It’s of course very easy to extend ev//2 with additional operators as necessary. I also implemented the two constants b1 (short for byte 1) and b0 as:
ev(b1, byte(0,0,0,0,0,0,0,1)) --> state(C,C). ev(b0, byte(0,0,0,0,0,0,0,0)) --> state(C,C).
But it would also be nice to define an ‘assignment’ operator which we can use in infix notation. To accomplish this we begin by defining an operator which is going to unify its left argument with the result of evaluating a byte expression (using ev//2). For no particular reason I choose ‘$=’; mainly because it’s not already in use.
:- op(990, xfy, $=). X $= Y --> ev(Y,X).
Put together this makes it possible to write expressions in a much more readable way than using add_byte and sub_byte manually. For example, given a byte Byte, we could define a rule which defines the two’s complement of a byte.
two_complement(Byte, ByteC) --> ByteC $= ~Byte + b1.
This also makes it possible to define sub_byte//3 in a nice way: simply compute the two’s complement of the second byte and then use byte addition.
Integers
Following the BASIC-80 reference manual we’ll represent integers as two bytes: int([High, Low]) where High is the byte containing the 8 most significant bits, and dually for Low. We can now quite easily define e.g. integer addition as:
add_int(int([X1,X2]), int([Y1,Y2]), int([Z1,Z2])) --> Z2 $= X2 + Y2, Z1 $= X1 + Y1.
All the hard work involving byte arithmetic has finally paid off! Naturally, we could quite easily define other integer operations (subtraction, multiplication, and so on) as necessary. It would also be straightforward to increase the number of bytes and it would even be possible to write general predicates working with an arbitrary number of bytes. Thus, while I’m still a bit ashamed of my hardwired byte predicates, at least the top-level code can be written in a reasonably clean way.
Floating Point Numbers
With the approach in the previous section we can represent integers in the range −32768 to 32767. Not terribly impressive. While it’s not possible to discretely encode more objects with 16 bits, we can circumvent this limit if we shift priorities. For example, imagine that we only care about numbers of the form and store such numbers by encoding the exponent
. Then even with two lowly bytes we could store numbers larger than the number of atoms in the observable universe. The problem, of course, is that such a representation would be incredible imprecise, and a floating point representation is a nice middle ground where we in addition to an exponent store a significand
in a fixed number of bits so that a number is represented by a term
. The point of such a representation is that if we, say, add two large numbers, then we might not have enough bits to accurately add the significands of the two numbers, but we can get reasonable close by making sure that the exponents and the most significant bits in the significands are added correctly. These days floating point arithmetic is typically taken care of with dedicated hardware, but in the heydays of BASIC-80 floating point operations were quite often implemented as a software layer in the interpreter.
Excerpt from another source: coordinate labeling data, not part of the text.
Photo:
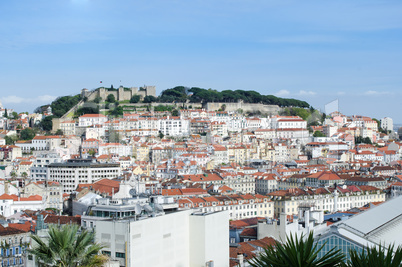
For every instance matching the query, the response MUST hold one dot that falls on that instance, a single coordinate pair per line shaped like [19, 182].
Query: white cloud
[310, 93]
[304, 39]
[375, 93]
[13, 99]
[282, 93]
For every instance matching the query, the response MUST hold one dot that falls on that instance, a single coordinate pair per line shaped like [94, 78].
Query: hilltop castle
[122, 93]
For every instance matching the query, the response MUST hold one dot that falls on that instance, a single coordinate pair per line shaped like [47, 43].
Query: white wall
[209, 239]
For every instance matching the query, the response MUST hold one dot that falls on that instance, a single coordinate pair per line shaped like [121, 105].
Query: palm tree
[297, 252]
[66, 247]
[373, 257]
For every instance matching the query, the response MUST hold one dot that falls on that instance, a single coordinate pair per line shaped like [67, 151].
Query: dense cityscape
[206, 133]
[177, 182]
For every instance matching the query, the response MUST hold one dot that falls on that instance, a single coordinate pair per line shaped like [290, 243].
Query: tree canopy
[27, 134]
[67, 247]
[297, 252]
[196, 94]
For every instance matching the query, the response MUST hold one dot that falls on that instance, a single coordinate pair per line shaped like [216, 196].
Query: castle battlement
[122, 93]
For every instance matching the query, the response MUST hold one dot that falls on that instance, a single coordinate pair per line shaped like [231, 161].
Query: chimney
[240, 258]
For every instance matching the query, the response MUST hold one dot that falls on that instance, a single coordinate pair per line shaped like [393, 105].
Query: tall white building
[39, 170]
[81, 171]
[387, 124]
[174, 126]
[91, 119]
[183, 238]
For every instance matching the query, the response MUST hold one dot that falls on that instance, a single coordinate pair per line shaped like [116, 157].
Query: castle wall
[121, 94]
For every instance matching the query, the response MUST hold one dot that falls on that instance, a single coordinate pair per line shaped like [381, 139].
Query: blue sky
[316, 51]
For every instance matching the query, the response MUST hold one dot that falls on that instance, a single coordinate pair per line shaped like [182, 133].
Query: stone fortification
[121, 94]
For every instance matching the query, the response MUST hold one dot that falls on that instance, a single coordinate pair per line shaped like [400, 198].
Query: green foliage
[163, 108]
[10, 140]
[149, 99]
[175, 112]
[63, 104]
[318, 134]
[87, 110]
[373, 257]
[210, 95]
[92, 152]
[67, 247]
[301, 112]
[297, 252]
[47, 123]
[27, 134]
[110, 98]
[118, 111]
[114, 136]
[98, 99]
[178, 93]
[135, 99]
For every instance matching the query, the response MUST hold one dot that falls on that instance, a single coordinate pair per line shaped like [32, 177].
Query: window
[120, 255]
[105, 252]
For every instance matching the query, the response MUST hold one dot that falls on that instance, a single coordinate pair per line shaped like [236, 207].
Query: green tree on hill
[135, 99]
[318, 134]
[110, 98]
[27, 134]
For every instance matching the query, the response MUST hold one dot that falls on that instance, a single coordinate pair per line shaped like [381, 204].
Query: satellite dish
[158, 207]
[132, 192]
[148, 209]
[138, 209]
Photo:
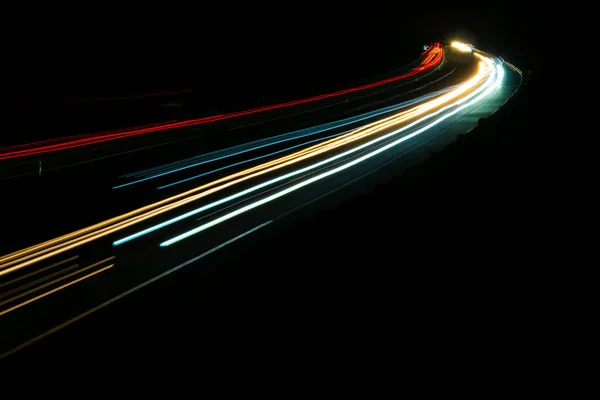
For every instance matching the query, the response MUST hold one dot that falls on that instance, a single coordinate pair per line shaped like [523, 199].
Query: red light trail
[434, 56]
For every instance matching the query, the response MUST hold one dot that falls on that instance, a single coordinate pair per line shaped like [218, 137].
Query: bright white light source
[462, 47]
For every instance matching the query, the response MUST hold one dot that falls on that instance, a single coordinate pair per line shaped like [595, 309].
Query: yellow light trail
[42, 251]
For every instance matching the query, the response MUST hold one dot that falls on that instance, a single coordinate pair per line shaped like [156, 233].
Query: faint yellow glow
[19, 259]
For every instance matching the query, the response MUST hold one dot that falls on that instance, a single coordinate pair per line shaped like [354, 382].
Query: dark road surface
[239, 282]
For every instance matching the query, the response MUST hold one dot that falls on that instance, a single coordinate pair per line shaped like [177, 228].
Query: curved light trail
[354, 147]
[433, 57]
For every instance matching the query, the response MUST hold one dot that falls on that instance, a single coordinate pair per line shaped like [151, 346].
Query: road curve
[199, 205]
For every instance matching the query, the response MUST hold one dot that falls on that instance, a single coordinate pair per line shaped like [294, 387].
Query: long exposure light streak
[259, 144]
[291, 189]
[33, 254]
[433, 58]
[291, 174]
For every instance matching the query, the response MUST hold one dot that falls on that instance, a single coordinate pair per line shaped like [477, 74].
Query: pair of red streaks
[434, 56]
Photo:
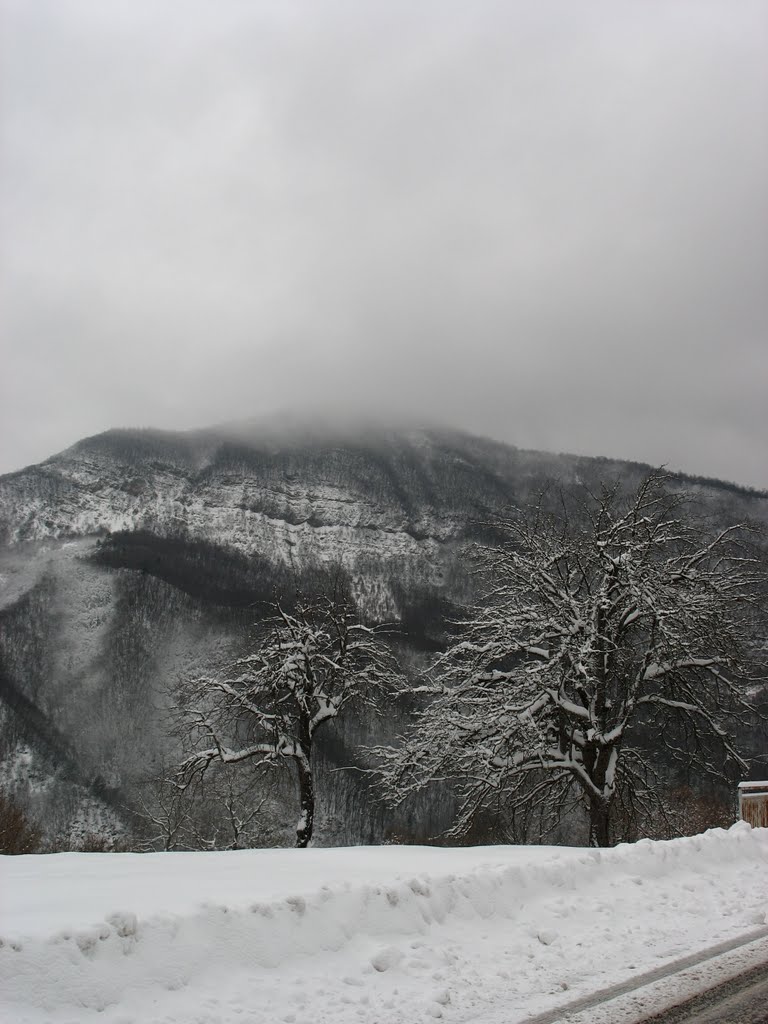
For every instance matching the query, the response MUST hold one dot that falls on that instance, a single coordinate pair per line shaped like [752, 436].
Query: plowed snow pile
[390, 934]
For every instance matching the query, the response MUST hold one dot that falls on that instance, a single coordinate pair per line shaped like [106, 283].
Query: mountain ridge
[135, 558]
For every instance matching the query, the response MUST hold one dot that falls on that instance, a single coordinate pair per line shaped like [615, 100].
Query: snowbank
[377, 934]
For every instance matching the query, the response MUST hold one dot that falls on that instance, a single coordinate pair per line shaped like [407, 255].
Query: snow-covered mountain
[136, 557]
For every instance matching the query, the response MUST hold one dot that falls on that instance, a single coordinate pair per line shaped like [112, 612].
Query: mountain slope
[136, 558]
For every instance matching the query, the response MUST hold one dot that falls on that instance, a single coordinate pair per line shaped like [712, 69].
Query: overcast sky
[542, 221]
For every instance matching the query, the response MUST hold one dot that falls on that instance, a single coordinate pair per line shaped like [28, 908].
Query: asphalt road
[740, 1000]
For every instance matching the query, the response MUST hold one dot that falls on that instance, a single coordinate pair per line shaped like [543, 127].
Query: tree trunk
[599, 822]
[306, 801]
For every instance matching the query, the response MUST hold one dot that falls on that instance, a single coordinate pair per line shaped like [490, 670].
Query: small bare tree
[607, 633]
[307, 666]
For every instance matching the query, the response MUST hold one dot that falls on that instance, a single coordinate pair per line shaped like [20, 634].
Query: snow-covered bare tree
[607, 622]
[308, 666]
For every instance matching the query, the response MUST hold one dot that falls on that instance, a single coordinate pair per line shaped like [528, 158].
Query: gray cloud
[545, 222]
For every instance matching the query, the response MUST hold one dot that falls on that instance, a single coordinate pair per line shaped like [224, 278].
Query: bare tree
[307, 666]
[609, 632]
Let’s now have a look at how we can add support for floating point operations. Warning: this should not be viewed as a complete implementation but rather as a proof of concept, and I’m only going to superficially describe how two add two positive floating point numbers. Otherwise this entry would be even more delayed than it already is. So let’s turn to the technical details: BASIC-80 uses Microsoft’s binary format (MSB) in either single or double precision, where a number is represented by the product of a significand and an exponent (both represented in binary). A single precision floating point number is then represented as a sequence of 4 bytes B1, B2, B3, B4 where:
- B1 is the exponent (-127,…, -1 are represented by 1…127 and 0…127 are represented in the range 128…255).
- The first bit in B2 is the sign bit (0 is positive and 1 is negative) and the remaining 7 bits are the start of the significand.
- B3 and B4 are the rest of the significand (thus, 23 bits in total).
Representing this in Prolog via our byte representation is of course very straightforward: a floating point number is simply a term float([B1,B2,B3,B4]) where B1,B2,B3,B4 are the bytes in question, and we already know everything there is to know about bytes. But how do we actually obtain a number in this representation? To make a long story short, one has to:
- Convert a decimal fraction to a binary fraction with a fixed number of bits.
- Convert the binary fraction to scientific notation by locating the radix point.
- Convert the binary scientific notation to the single precision floating point number.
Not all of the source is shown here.